Au commissariat, l’agent d’entretien sert d’interprète
Le tribunal a annulé une procédure contre trois présumés voleurs, en raison du recours à une traductrice dont l’objectivité est jugée contestable : elle est femme de ménage au commissariat
Trois hommes âgés de 21 et 22 ans, qui se disent de nationalité algérienne, ont comparu, mercredi, devant le tribunal correctionnel de Toulon afin de répondre d’un vol à l’arraché commis dans la commune le 27 août. Présentés en comparution immédiate, les membres de ce trio, encadré par une escorte de huit gendarmes, devaient être interrogés sur le vol d’un téléphone mobile, d’un trousseau de clefs et d’une carte mémoire. Le dossier n’a toutefois pas été examiné sur le fond…

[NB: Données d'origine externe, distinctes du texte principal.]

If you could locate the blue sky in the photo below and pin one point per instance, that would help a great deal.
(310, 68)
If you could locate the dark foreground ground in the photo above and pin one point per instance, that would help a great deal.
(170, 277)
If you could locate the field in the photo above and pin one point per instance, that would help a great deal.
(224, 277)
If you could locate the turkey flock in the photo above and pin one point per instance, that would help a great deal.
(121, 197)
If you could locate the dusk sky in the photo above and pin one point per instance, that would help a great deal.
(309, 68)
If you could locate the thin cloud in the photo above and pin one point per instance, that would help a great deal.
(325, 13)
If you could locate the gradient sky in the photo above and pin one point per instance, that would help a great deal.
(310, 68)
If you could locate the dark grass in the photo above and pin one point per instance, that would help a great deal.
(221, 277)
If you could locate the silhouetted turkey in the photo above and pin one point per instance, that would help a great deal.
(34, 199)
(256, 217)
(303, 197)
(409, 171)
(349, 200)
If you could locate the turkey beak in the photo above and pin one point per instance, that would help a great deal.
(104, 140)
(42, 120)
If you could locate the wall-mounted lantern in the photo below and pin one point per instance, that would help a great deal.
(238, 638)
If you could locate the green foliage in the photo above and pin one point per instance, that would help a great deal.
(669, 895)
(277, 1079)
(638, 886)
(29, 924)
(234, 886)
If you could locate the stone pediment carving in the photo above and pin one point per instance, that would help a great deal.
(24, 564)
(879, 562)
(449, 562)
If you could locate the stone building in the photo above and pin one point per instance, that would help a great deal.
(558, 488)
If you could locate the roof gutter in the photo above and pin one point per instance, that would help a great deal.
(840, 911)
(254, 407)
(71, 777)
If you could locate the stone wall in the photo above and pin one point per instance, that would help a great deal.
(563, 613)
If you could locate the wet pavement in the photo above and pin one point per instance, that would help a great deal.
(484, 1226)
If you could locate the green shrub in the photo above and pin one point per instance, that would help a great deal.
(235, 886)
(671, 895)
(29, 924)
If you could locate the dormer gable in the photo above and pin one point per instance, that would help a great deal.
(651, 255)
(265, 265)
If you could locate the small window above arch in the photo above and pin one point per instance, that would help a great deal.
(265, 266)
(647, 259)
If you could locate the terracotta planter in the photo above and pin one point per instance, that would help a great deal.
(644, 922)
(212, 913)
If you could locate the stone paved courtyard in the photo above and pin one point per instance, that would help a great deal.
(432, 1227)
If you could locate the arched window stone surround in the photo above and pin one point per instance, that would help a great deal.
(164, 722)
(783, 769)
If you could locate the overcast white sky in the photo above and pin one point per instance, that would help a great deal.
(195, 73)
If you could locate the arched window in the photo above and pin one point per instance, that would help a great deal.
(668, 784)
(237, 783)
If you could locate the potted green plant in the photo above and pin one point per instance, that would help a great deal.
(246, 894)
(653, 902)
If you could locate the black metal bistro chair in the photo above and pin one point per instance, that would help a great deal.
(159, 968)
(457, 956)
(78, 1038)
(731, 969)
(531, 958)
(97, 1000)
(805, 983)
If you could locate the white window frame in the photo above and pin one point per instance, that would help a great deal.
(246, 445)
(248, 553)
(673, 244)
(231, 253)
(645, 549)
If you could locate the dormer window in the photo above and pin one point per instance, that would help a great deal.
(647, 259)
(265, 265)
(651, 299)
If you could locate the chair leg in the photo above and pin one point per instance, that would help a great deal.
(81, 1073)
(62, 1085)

Traductions lors des gardes à vue
Saisie par des exceptions de nullité soulevées par Pascal Zecchini, avocat de la défense, Lucette Broutechou, la présidente du tribunal de grande instance de Toulon a estimé que la procédure était effectivement nulle, en raison « du recours à un interprète dont l’objectivité est contestée vu ses fonctions assurées au commissariat de police ». Lors des auditions en garde à vue, les policiers ont eu recours à l’assistance d’une femme de ménage du commissariat central afin d’assurer la traduction des échanges avec les trois hommes. Des actes jugés « intolérables et contraires au code pénal », a soulevé la défense, qui a également dénoncé « l’appel très tardif » aux services d’un avocat lors de la garde à vue des mis en cause (lire ci-contre). Ses arguments ont été balayés un après l’autre par Bernard Marchal, procureur de la République. Avec un tacle réservé à son contradicteur. « Monsieur l’avocat, soyez aussi exigeant avec vos pairs et rejoignez le conseil d’administration du barreau de Toulon pour disposer d’un avocat joignable à toute heure, ce qui n’est pas toujours le cas. Votre objectif est de faire du cinéma. Vous n’êtes pas ému de déposer des conclusions de nullités à 14 heures (ouverture des débats devant le tribunal correctionnel, Ndlr), vous qui réclamez plus d’égards. »
Mieux se pourvoir
Le procureur a estimé que les notifications de garde à vue ont été réalisées dans les règles, que l’un des mis en cause n’a pas souhaité se faire assister par un avocat et qu’aucun texte n’a été violé en ce qui concerne la détermination des âges respectifs. Le tribunal a fait partiellement droit aux demandes de la défense ; écartant toutefois la nullité de la notification tardive des droits. Comme le soulevait le représentant du parquet de Toulon, la notification avait été différée. Le tribunal a signifié au ministère public l’annulation de la procédure et la possibilité de mieux se pourvoir.